The popularity of flash loans has grown enormously recently. But not only conscientious investors, also black sheep take advantage of the concept. This is what the still relatively young DeFi platform Warp Finance has now had to learn.
According to its latest tweets, the DeFi lending protocol Warp Finance has suffered a flash loan attack. According to this, the loss of Bitcoin Trader digital assets could amount to up to 8 million US dollars. Warp Finance is a new DeFi platform that launched in early November. It allows its users to deposit Liquidity Provider (LP) tokens from other protocols and receive stablecoin credits in return.

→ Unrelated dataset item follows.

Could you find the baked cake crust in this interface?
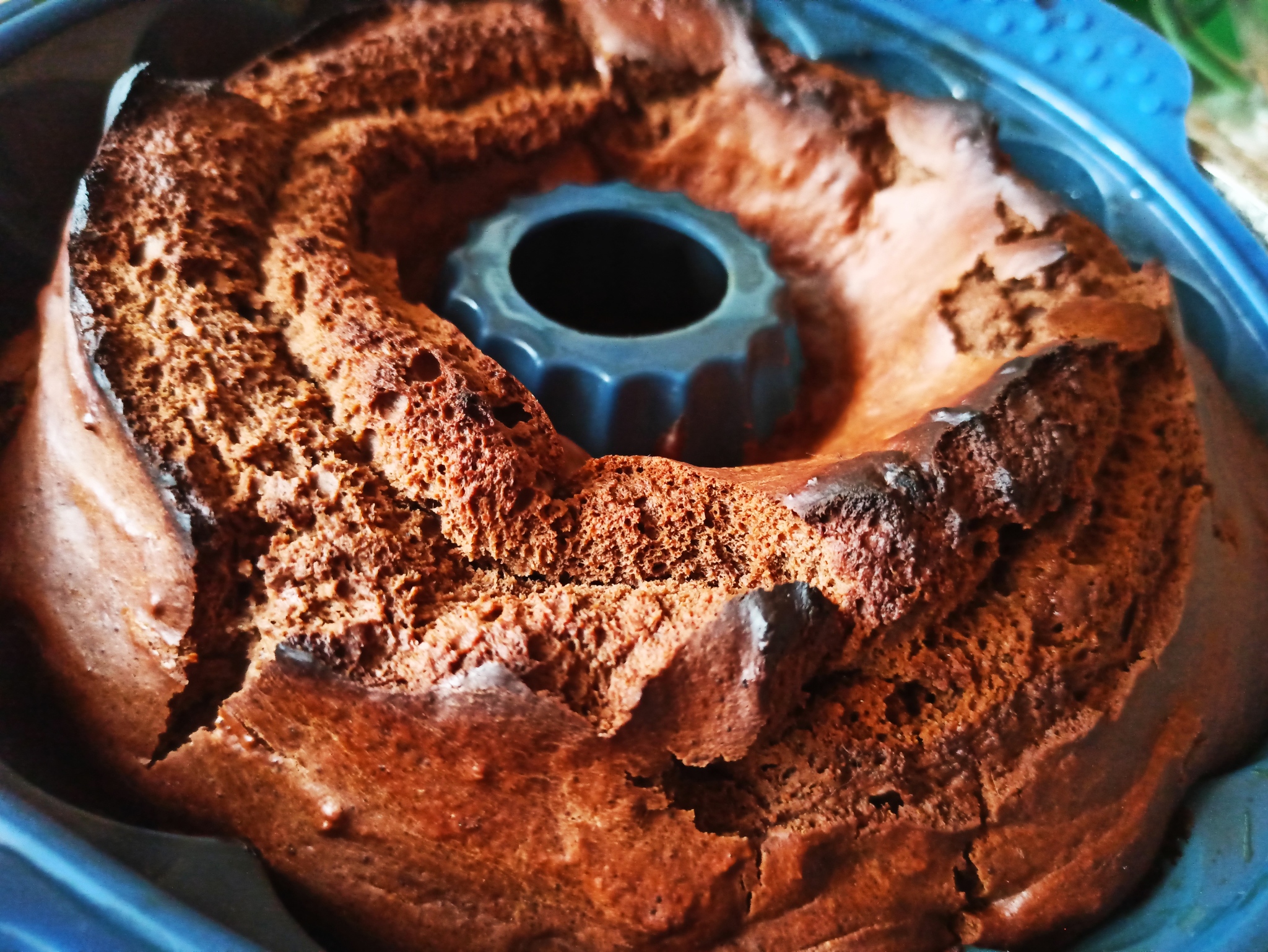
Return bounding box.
[0,1,1268,951]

In a Twitter post on Friday morning, Warp Finance writes:
The attacker was able to remove $7.7m of Stablecoins. Our team has a plan to recover approximately USD 5.5 million still in the security vault. Once successfully restored, these will be distributed to users who have suffered a loss.
The current attack follows a series of flash loans that exploited vulnerabilities in the Warp Finance protocol. The irregularities in the current case have also been pointed out by DeFi analysis portal DeFi Prime, which has linked to the suspicious transaction. For the time being, users should not place any more Stablecoins in their custody accounts, Warp Finance writes further. They are working at full speed to clear up the incident. For this purpose, white-hat hackers are investigating the suspicious transaction that constituted the attack.

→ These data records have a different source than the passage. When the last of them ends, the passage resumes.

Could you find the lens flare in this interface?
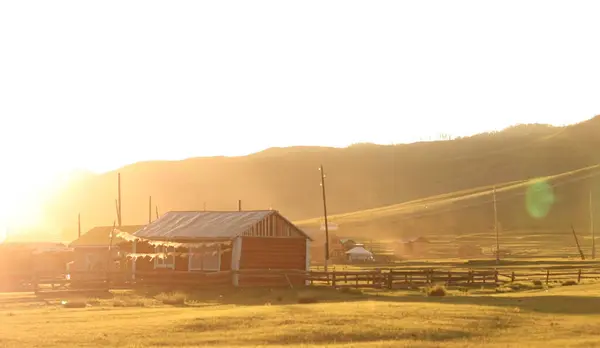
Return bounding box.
[525,181,554,219]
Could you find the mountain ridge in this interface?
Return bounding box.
[39,117,600,241]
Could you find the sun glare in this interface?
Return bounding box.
[0,170,59,239]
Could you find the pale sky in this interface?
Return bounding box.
[0,0,600,224]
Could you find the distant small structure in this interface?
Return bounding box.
[0,242,73,291]
[346,246,373,262]
[458,244,483,259]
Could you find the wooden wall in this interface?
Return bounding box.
[242,213,304,238]
[239,237,307,286]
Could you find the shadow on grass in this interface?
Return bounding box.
[377,295,600,314]
[130,287,600,314]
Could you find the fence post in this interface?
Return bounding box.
[331,270,335,288]
[32,271,39,295]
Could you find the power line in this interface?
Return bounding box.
[380,165,600,220]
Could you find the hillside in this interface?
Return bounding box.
[42,117,600,236]
[297,165,600,258]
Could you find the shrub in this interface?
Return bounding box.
[298,292,319,303]
[298,296,319,303]
[427,285,447,296]
[156,292,187,306]
[113,300,145,307]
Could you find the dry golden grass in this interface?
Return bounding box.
[0,284,600,348]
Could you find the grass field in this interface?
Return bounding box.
[0,284,600,347]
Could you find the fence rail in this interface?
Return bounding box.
[0,267,600,292]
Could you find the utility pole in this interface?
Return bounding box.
[148,196,152,223]
[117,173,123,227]
[494,186,500,264]
[319,165,329,272]
[590,190,596,259]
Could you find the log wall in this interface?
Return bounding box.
[239,237,307,286]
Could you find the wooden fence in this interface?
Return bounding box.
[5,268,600,292]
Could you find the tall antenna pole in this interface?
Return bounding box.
[494,186,500,264]
[148,196,152,223]
[117,173,123,227]
[590,190,596,259]
[319,165,329,272]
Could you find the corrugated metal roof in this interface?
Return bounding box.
[69,225,144,247]
[134,210,308,240]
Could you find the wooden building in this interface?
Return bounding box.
[0,242,73,291]
[69,225,144,280]
[131,210,311,286]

The co-founder of Marqet Exchange, Emiliano Bonassi, has also analysed the incident. He concludes that the attacker applied for three Ether loans (wrapped loans) via flash swaps on three different pools on Uniswap and two more on the dYdX trading platform. The funds were then used to mint WETH/DAI liquidity pool (LP) tokens. The attacker then used these in turn as collateral on Warp Finance to lighten the USDC and DAI vaults by a significant amount.

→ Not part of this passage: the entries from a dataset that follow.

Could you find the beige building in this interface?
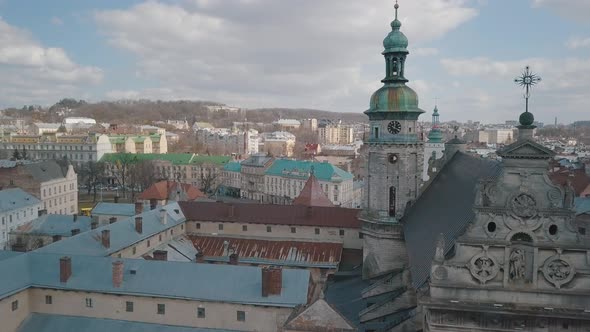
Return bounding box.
[0,133,113,165]
[0,161,78,214]
[318,123,354,145]
[0,204,312,332]
[259,131,296,157]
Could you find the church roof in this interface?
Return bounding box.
[293,174,334,206]
[138,181,206,201]
[402,152,501,288]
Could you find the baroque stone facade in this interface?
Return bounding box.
[420,131,590,331]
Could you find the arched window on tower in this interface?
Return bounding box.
[389,186,396,217]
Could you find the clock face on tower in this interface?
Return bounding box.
[387,121,402,135]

This is a typical approach used by attackers to exploit vulnerabilities in DeFi protocols via a flash loan. The current example shows that smart contract checks, such as the one carried out by hackers for Warp, do not necessarily protect against them, as they use the architecture of the system to their advantage.
The dangers posed by flash loans are not new since the recent attacks, which include bZX, Balancer, Origin Protocol, Acropolis and Harvest Finance before Warp Finance. A possible solution could be, for example, to find dynamically adjustable transaction limits in case of doubt. This would at least limit the damage.